Au départ, donc, un "petit livre souriant et subtil sur le yoga " que l'auteur entreprend à la faveur d'un stage de méditation musclé dans le Morvan. Il va plutôt bien à ce moment-là, Emmanuel Carrère. Seul souci, cet "ego encombrant, despotique, dont j'aspirais à restreindre l'empire ". S'ensuit un fascinant décryptage de l'harmonie zen qui en chasse peu à peu le caractère hermétique. C'est tout un art, visiblement, la domestication des vritti, ces pensées incontrôlables, "clapot, houle, vagues, courants profonds, coups de vent ou bourrasques qui rident la surface de la conscience."

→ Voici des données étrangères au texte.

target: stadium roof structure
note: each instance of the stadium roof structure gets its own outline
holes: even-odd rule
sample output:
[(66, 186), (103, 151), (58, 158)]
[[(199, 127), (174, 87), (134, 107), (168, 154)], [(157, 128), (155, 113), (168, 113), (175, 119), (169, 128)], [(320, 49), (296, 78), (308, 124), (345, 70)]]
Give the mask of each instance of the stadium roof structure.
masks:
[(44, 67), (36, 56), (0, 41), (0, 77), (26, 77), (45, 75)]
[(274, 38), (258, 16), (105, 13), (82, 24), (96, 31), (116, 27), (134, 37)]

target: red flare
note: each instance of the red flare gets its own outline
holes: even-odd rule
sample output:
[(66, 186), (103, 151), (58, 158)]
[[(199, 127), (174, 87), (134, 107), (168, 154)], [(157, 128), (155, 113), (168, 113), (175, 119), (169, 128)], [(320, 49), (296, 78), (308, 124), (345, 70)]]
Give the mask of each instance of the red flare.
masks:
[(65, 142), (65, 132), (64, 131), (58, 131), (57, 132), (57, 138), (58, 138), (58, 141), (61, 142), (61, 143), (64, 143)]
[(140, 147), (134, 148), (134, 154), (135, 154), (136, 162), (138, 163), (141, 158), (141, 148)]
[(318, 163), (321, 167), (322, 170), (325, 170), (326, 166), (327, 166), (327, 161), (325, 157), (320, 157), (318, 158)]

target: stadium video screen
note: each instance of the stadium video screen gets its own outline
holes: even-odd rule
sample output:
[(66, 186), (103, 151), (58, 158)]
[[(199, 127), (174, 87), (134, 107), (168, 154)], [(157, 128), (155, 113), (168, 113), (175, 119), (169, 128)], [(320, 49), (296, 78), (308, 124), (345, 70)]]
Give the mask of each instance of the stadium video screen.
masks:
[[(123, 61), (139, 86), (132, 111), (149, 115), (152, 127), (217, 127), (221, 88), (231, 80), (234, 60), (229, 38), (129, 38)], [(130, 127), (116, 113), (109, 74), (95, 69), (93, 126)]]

En même temps, et en bon Carrère qu'il est, l'auteur prend ses distances avec la chose. Il s'en moque, parfois. Il doute, surtout. Dans quoi s'est-il fourré ? Que fait-il dans ce hangar qui ne dépareillerait pas dans un film de zombies ? Le voici parmi une "muraille de dos dressés, compacts, immobiles sous les couvertures bleues qui retombent autour d'eux, coniques comme des tipis ", assis pendant des heures sur un zafu (petit coussin japonais) en train d'écouter une voix enregistrée qui psalmodie: "Inspirez, expirez, Sentez l'air qui entre dans les narines, l'air qui sort des narines "...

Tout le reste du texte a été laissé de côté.